Before all of that, Price let the Sabres back into play by kicking a harmless shot out to the middle of the ice where Jordan Leopold sat ready to deposit for his team's first goal.
All of that effort through two periods, and the Canadiens had a 2-1 deficit to show for it.
Of the many quality opportunities the team generated, too few of them came from Scott Gomez and Erik Cole.
Too many were on Gionta or Plekanec's stick, without consequence to Ryan Miller who was superb.
-When Josh Gorges iced that puck, it was an obvious cause for concern.
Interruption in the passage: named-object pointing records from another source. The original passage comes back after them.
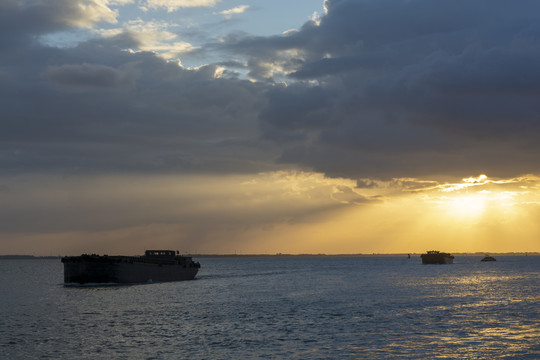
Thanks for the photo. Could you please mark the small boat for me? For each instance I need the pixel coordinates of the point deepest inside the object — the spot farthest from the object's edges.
(488, 258)
(437, 257)
(153, 266)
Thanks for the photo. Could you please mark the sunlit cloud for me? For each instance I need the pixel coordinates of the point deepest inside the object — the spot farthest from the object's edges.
(173, 5)
(234, 11)
(153, 36)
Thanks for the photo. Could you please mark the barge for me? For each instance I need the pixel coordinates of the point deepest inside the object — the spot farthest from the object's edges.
(153, 266)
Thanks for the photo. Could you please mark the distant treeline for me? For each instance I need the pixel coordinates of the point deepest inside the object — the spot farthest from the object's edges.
(26, 257)
(361, 255)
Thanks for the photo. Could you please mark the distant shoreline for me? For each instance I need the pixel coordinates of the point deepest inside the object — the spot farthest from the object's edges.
(33, 257)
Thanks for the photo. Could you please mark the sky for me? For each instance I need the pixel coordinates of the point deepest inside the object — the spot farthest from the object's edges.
(262, 127)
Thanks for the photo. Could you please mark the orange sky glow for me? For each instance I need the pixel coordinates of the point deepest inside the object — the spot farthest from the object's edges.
(268, 213)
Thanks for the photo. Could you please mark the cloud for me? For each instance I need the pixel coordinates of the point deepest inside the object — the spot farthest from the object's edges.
(88, 75)
(370, 90)
(393, 88)
(234, 11)
(173, 5)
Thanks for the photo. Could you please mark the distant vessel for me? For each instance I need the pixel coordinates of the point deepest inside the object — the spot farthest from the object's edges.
(153, 266)
(436, 257)
(488, 258)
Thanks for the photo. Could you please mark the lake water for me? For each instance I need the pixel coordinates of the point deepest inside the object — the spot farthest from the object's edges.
(280, 308)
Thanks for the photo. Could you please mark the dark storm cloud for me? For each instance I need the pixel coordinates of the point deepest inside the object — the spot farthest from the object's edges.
(99, 108)
(395, 88)
(376, 89)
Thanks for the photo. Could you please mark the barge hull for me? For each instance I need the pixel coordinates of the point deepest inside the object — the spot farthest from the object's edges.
(155, 266)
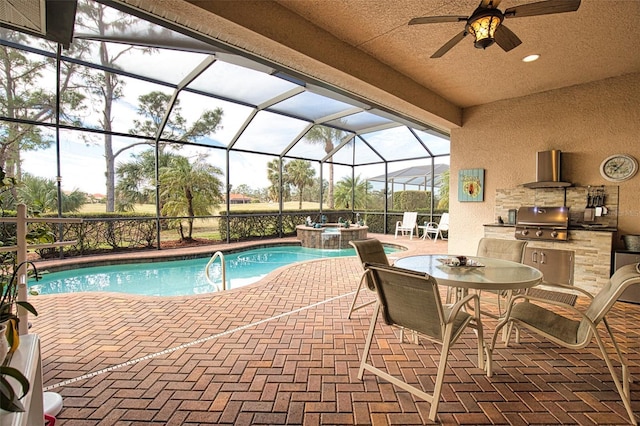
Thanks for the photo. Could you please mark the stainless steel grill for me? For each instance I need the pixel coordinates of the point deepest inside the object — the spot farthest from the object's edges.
(542, 223)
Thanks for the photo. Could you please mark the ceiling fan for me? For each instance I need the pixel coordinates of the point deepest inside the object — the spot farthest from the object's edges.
(485, 23)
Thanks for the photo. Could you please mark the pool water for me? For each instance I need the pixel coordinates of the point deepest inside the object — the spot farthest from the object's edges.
(180, 277)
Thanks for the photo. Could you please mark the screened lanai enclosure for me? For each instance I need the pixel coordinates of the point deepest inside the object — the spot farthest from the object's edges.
(152, 133)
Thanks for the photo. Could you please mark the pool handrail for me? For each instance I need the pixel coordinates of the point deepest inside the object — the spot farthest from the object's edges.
(223, 269)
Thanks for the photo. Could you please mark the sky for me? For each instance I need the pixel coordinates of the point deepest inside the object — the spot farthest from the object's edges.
(83, 165)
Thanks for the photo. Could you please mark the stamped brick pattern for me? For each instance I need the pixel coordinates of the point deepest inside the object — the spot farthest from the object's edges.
(283, 352)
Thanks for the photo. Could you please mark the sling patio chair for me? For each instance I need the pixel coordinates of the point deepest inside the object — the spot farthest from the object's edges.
(574, 327)
(411, 301)
(408, 224)
(368, 251)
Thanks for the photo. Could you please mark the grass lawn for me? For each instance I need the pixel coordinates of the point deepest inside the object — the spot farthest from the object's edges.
(206, 228)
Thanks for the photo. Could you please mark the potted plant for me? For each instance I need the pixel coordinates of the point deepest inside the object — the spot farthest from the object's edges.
(9, 398)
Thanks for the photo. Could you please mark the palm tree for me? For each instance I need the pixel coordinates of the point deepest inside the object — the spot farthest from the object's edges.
(326, 136)
(273, 175)
(300, 174)
(190, 188)
(348, 189)
(136, 179)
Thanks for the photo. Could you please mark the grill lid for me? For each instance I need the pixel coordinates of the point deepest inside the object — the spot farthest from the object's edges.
(557, 217)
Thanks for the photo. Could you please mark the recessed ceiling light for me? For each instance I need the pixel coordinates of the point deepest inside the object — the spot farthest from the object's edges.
(530, 58)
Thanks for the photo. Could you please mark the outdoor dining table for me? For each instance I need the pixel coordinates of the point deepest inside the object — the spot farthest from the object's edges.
(485, 273)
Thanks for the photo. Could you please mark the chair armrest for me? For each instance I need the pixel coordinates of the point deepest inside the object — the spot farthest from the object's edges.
(563, 288)
(544, 301)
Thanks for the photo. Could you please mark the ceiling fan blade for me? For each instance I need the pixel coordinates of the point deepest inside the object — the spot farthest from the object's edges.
(542, 8)
(448, 45)
(506, 39)
(492, 4)
(437, 19)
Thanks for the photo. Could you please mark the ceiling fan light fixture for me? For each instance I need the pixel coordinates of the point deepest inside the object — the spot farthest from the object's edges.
(482, 25)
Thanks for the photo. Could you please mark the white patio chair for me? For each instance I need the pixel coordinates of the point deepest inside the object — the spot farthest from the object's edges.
(408, 224)
(436, 229)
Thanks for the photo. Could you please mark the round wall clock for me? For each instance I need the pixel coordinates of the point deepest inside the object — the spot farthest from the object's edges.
(619, 167)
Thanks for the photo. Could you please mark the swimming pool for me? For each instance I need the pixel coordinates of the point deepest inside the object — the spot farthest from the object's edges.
(180, 277)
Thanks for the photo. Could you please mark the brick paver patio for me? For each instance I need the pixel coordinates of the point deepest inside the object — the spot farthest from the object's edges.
(283, 352)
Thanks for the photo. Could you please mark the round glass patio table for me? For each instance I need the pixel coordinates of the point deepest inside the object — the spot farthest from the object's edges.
(495, 274)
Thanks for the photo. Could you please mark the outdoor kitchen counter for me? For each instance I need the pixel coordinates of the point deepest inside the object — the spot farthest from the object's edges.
(571, 227)
(592, 248)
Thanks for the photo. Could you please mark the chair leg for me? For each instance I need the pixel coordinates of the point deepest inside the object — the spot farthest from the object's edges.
(442, 365)
(623, 388)
(367, 345)
(355, 297)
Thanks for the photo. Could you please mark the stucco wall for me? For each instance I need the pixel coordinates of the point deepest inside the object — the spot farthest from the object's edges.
(587, 123)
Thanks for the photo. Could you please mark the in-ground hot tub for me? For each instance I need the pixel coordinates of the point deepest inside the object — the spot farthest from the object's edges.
(330, 235)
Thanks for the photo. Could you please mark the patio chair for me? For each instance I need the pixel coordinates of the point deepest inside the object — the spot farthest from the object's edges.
(368, 251)
(408, 224)
(496, 248)
(411, 301)
(572, 327)
(434, 229)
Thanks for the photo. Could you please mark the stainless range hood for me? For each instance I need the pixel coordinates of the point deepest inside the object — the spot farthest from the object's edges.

But with Desharnais, Pacioretty and Kostitsyn forced to stay on the ice you almost thought the Canadiens would be fine, regardless. I did.
Hard luck, as I said.
-That was as dominant of a performance by that line as any we've seen from the Canadiens top players over the last two seasons. They put on a magic show last night, with Pacioretty taking centre-stage.
-Injuries and hard luck are part of the game. Of this, who knows better than the Canadiens?
Last season, Carey Price authored one of the best comebacks in NHL history.
From down in the dumps, with more pressure on him than most would ever like to deal with for a day in their lives, let alone every day, he rose to the cream of the league.
This season, Max Pacioretty is starting to author the NHL's best comeback story.
That he's playing is already a phenomenal start.
That he's playing--by far--the best hockey of his career (regardless of his output) is just amazing to watch, and a feel good story for all hockey fans.
-Kostitsyn and Desharnais were both unreal as well, and they are the beneficiaries of Pacioretty's dominance in both ends of the rink.
-Alexei Emelin was smashing bodies, blocking shots and clearing pucks, lending credence to the idea that he now understands his role on the team.
-Raphael Diaz scored the first of what should be many NHL goals for him. I call him Montreal's Rafa. Vamos!
-The Canadiens held the Sabres to 22 shots. Eighteen of them were harmless.
If the playoffs started today, the Canadiens, Bruins and Rangers would be on the outside looking in. Add in the Canucks, Sharks, Predators and Blues from the Western Conference.